Encouragement

Getting Back to Being Bored

Getting Back to Being Bored

For the past couple of weeks, I tried being bored.

It took some work. 

Over the past year, the lack of structure in my work-from-home-life (which is to say, my life) has formed an inverse relationship with my tolerance for boredom. The more free time I have, the less I can stand not filling it with something.

And like you, I’m mostly filling it with my phone.

Some of that is FOMO. There is just so much content available, and when every single person you like has a podcast, you’re either listening in the shower or you’re getting behind. All the authors I read have Instagram feeds and Twitter thoughts. There are seventeen thousand prestige television shows on Netflix I’ve been meaning to watch. Oh, and then there’s the news, which I can ignore for a few hours only if I don’t mind missing cataclysmic shifts in pandemic protocols.

Some of it is also self-improvement guilt. My phone can teach me to speak Italian, keep my plants alive, and choreograph an Olympic figure skating routine, if only I will make the time for it. I should be caught up on current events! I should be caught up on classic novels! I should be caught up on JavaScript and brewing artisanal kombucha BECAUSE IT’S THERE AND I CAN.

And then there’s the rest of it, which is just a weak set of boredom muscles.

They’ve atrophied over the years. I went from a childhood spent staring out car windows and talking to squirrels and being fantastically and regularly bored, to an adulthood watching Dan Levy interviews while I walk from one room of my house to another.

As a kid, I was used to playing small bursts of mental offense. It was the late 80s, we didn’t have a Game Boy, and our television weighed as much as a beer refrigerator. The only entertainment being carried from room to room was my brain, and so if I wanted to experience something interesting as I roamed the house, I had to make it up myself.

Now I have this phone with me all the time. So now I mostly play defense.

I realized this while listening to an episode of On Being—yes, yes, irony and such—when Tiffany Schlain, creator of the “Tech Shabbat” movement, said all we do on our devices is react and respond.

That would be me. Since the pandemic started, I’ve been spending most of my mental energy responding to other people’s thoughts. As soon as I consume a tweet or TED talk or an interview answer, I have to evaluate, file or dismiss it, and that sucks up cognitive bandwidth. Bandwidth I could have been using not to react, but to create.

Constantly ingesting information means I have to spend equal energy digesting it. And just as I can’t run a mile after eating a lasagna for lunch, I can’t create new ideas after scrolling Twitter for 45 minutes.

The phone, to mix all these metaphors, has me backpedaling with noodly arms and a stomach full of ricotta cheese. I don’t pretend to know much about sports, but from what I have gathered from Space Jam, that is not a recipe for victory.

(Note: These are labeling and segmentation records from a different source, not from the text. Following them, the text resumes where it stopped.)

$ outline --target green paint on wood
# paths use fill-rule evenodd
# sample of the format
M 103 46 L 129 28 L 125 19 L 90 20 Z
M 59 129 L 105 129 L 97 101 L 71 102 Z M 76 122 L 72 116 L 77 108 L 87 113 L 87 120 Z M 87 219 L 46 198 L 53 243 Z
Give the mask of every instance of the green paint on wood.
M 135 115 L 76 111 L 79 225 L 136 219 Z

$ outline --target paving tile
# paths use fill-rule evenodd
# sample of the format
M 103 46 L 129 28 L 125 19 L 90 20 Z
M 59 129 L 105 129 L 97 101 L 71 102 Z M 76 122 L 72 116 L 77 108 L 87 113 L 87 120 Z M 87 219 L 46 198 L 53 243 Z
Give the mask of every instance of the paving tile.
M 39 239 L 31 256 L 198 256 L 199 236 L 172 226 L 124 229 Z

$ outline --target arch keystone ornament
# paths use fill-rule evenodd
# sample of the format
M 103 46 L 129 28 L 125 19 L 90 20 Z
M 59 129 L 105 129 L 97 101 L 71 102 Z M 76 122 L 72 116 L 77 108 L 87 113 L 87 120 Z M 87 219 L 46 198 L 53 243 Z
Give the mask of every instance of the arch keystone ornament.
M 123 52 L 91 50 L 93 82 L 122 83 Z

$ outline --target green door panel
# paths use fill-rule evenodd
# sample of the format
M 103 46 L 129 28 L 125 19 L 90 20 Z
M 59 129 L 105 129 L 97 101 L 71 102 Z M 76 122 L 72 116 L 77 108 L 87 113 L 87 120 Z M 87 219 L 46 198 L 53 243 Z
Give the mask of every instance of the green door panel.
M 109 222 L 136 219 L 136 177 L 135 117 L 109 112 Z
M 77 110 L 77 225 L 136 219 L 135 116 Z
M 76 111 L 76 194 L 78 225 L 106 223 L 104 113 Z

So for the past couple of weeks, I’ve been trying to reclaim my bored spaces. I put the headphones and podcasts away while cooking dinner, folding laundry, and taking walks. I turned off NPR in the car. I moved my phone charger out of my bedroom. I kept a sticky note on my desk titled “Didn’t Check Instagram” and put a tally mark every time I resisted.

And, of course, it made me feel better.

It also made me work better. I wrote my way out of a plot corner and even thought of a title for my novel, which for the past nine months has been called Untitled Amazing Novel. Oh, and I wrote, by hand, pages and pages of ideas I’ll probably never use but that needed to come out of my head anyway, because they’re mine.

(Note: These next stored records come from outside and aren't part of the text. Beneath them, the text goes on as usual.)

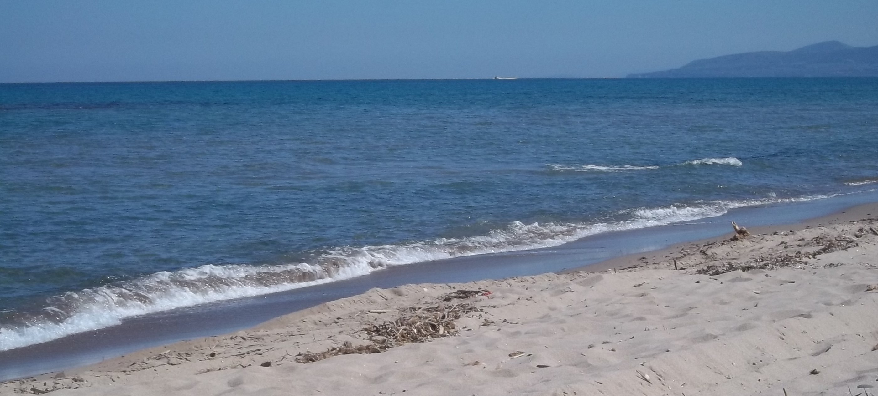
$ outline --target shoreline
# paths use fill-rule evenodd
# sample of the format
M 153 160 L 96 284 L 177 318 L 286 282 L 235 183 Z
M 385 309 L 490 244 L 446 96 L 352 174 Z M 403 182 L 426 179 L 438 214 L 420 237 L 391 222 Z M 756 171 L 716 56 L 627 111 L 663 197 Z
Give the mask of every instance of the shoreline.
M 781 225 L 777 225 L 777 226 L 759 226 L 759 227 L 749 227 L 749 228 L 752 230 L 752 232 L 753 232 L 754 234 L 761 234 L 761 233 L 765 233 L 765 232 L 769 232 L 769 231 L 773 231 L 773 230 L 798 230 L 805 229 L 806 227 L 814 226 L 814 225 L 821 224 L 821 223 L 825 223 L 830 222 L 830 221 L 848 221 L 848 220 L 851 220 L 851 219 L 854 219 L 857 216 L 865 216 L 866 214 L 878 214 L 878 202 L 872 202 L 872 203 L 867 203 L 867 204 L 858 205 L 858 206 L 855 206 L 855 207 L 853 207 L 853 208 L 848 208 L 848 209 L 842 209 L 840 212 L 838 212 L 838 213 L 834 213 L 834 214 L 828 215 L 828 216 L 821 216 L 821 217 L 814 218 L 814 219 L 804 221 L 804 222 L 800 222 L 798 223 L 792 224 L 792 225 L 791 224 L 781 224 Z M 746 224 L 745 224 L 745 225 L 746 225 Z M 665 226 L 665 227 L 669 227 L 669 226 Z M 728 227 L 728 226 L 726 225 L 726 227 Z M 660 229 L 660 227 L 659 227 L 659 229 Z M 660 263 L 662 263 L 663 259 L 664 258 L 667 258 L 666 256 L 669 257 L 672 253 L 679 252 L 681 250 L 686 250 L 687 247 L 691 248 L 692 246 L 695 246 L 695 245 L 698 245 L 698 244 L 716 243 L 718 240 L 727 239 L 728 236 L 730 236 L 730 233 L 728 234 L 728 235 L 723 235 L 722 237 L 713 237 L 713 238 L 707 238 L 707 239 L 703 239 L 703 240 L 700 240 L 700 241 L 685 242 L 685 243 L 681 243 L 681 244 L 673 244 L 673 245 L 672 245 L 670 247 L 666 247 L 666 248 L 660 249 L 660 250 L 658 250 L 658 251 L 648 251 L 648 252 L 636 252 L 636 253 L 631 253 L 631 254 L 628 254 L 628 255 L 625 255 L 625 256 L 623 256 L 623 257 L 619 257 L 619 258 L 611 258 L 609 260 L 604 260 L 604 261 L 601 261 L 601 263 L 596 264 L 596 265 L 586 265 L 584 267 L 579 267 L 579 268 L 571 269 L 571 270 L 558 271 L 558 272 L 559 272 L 561 275 L 568 275 L 571 272 L 574 272 L 575 271 L 587 271 L 587 272 L 598 272 L 598 271 L 606 271 L 608 269 L 613 269 L 613 268 L 615 268 L 616 270 L 623 270 L 625 268 L 633 267 L 633 266 L 647 266 L 647 265 L 651 265 L 651 266 L 654 267 L 654 266 L 658 265 Z M 517 254 L 522 254 L 522 252 L 515 252 L 515 253 L 517 253 Z M 550 254 L 554 254 L 554 251 L 550 252 Z M 643 257 L 645 257 L 646 259 L 645 260 L 640 259 L 640 258 L 643 258 Z M 552 271 L 550 271 L 549 272 L 552 272 Z M 539 276 L 539 275 L 536 275 L 536 276 Z M 422 282 L 419 282 L 419 283 L 422 283 Z M 411 285 L 408 285 L 408 286 L 411 286 Z M 381 286 L 378 285 L 376 286 L 380 287 Z M 402 287 L 404 287 L 404 286 L 402 286 Z M 384 287 L 384 288 L 387 288 L 387 287 Z M 359 294 L 359 293 L 355 293 L 355 294 Z M 349 297 L 349 298 L 355 298 L 355 297 Z M 332 301 L 335 301 L 335 299 L 331 299 L 331 300 Z M 325 305 L 325 304 L 322 304 L 322 305 Z M 320 306 L 321 305 L 317 305 L 317 307 L 320 307 Z M 313 309 L 313 308 L 306 308 L 304 310 L 296 310 L 296 311 L 294 311 L 291 314 L 286 314 L 286 315 L 302 315 L 302 313 L 310 312 L 311 309 Z M 282 316 L 282 317 L 285 317 L 285 316 Z M 277 319 L 269 320 L 268 322 L 274 322 L 275 320 L 277 320 Z M 262 322 L 262 321 L 260 321 L 260 322 Z M 257 328 L 258 328 L 258 326 L 262 326 L 262 325 L 261 324 L 257 325 Z M 255 328 L 253 328 L 253 329 L 255 329 Z M 244 331 L 248 331 L 248 330 L 244 330 Z M 200 338 L 200 337 L 201 336 L 195 336 L 192 338 Z M 163 347 L 162 347 L 162 348 L 163 348 Z M 141 349 L 141 350 L 140 350 L 140 351 L 136 351 L 136 352 L 133 352 L 133 354 L 138 354 L 138 353 L 143 352 L 143 350 L 149 350 L 151 349 L 155 349 L 155 348 L 149 348 L 149 347 L 148 347 L 148 348 Z M 15 351 L 16 350 L 11 350 Z M 129 350 L 129 351 L 122 352 L 120 354 L 131 355 L 132 352 Z M 111 355 L 111 356 L 113 356 L 113 355 Z M 116 355 L 116 356 L 118 356 L 118 355 Z M 103 358 L 102 358 L 102 360 L 103 360 Z M 111 357 L 109 360 L 112 361 L 112 360 L 113 360 L 113 358 Z M 68 362 L 67 362 L 67 364 L 65 365 L 66 365 L 66 367 L 74 367 L 74 366 L 80 367 L 80 368 L 73 369 L 73 370 L 76 370 L 76 371 L 79 371 L 79 370 L 82 369 L 82 367 L 83 366 L 83 364 L 90 364 L 90 363 L 93 363 L 93 362 L 84 362 L 84 361 L 83 361 L 80 364 L 76 364 L 76 362 L 68 361 Z M 45 372 L 45 371 L 32 371 L 32 372 Z M 18 378 L 24 378 L 24 377 L 27 377 L 27 376 L 28 375 L 20 375 L 20 376 L 18 376 Z
M 840 210 L 830 215 L 822 216 L 820 217 L 815 217 L 809 220 L 804 220 L 798 223 L 794 223 L 790 224 L 778 224 L 778 225 L 762 225 L 757 227 L 748 227 L 747 230 L 755 235 L 760 234 L 770 234 L 774 231 L 788 230 L 788 231 L 799 231 L 806 228 L 819 227 L 826 223 L 838 223 L 858 221 L 865 219 L 870 216 L 878 216 L 878 202 L 870 203 L 861 203 L 846 209 Z M 647 265 L 658 265 L 665 263 L 669 265 L 668 258 L 673 258 L 673 255 L 679 253 L 681 251 L 687 251 L 694 249 L 696 246 L 704 245 L 708 244 L 716 244 L 724 240 L 728 240 L 734 235 L 731 230 L 731 226 L 729 226 L 729 233 L 724 234 L 721 237 L 713 237 L 709 238 L 699 239 L 691 242 L 683 242 L 680 244 L 675 244 L 668 247 L 665 247 L 656 251 L 650 251 L 645 252 L 631 253 L 622 257 L 617 257 L 610 258 L 601 263 L 583 265 L 580 267 L 571 268 L 569 270 L 564 270 L 559 273 L 572 273 L 579 271 L 590 271 L 590 272 L 601 272 L 601 271 L 611 271 L 611 270 L 622 270 L 636 268 Z
M 874 209 L 666 250 L 685 269 L 647 259 L 615 272 L 372 289 L 248 330 L 3 383 L 0 392 L 841 394 L 878 380 Z M 459 289 L 482 292 L 443 301 Z M 376 343 L 363 329 L 443 304 L 472 309 L 448 328 L 453 336 L 296 361 Z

I am not the first to discover this. Boredom gets a bad rap, but as long as you can tolerate it without eating gallons of ice cream or drag racing to erase it, it has clear benefits for mental and emotional health.

So if you, too, are stumbling out of COVID life a little foggy, anxious, or defensive, and if you, too, like to scroll the entire internet while waiting for your tea to steep, you might try a little boredom. Then you can get creative, and look, we need you to get creative.

I’m not just talking watercolors and interpretive dance. Creativity is also cooking up the solutions to very practical problems, and since 99% of my audience is humans (I am also very popular with CBD gummy bots), I’d guess you have one or two of those.

Reaching a difficult kid, reigning in a disorganized coworker, writing the perfect proposal, STEMMING THE CLIMATE CRISIS—all of these require creative thought. One of us, or maybe all of us together, might be able to solve them, if we can stand to get back to being bored.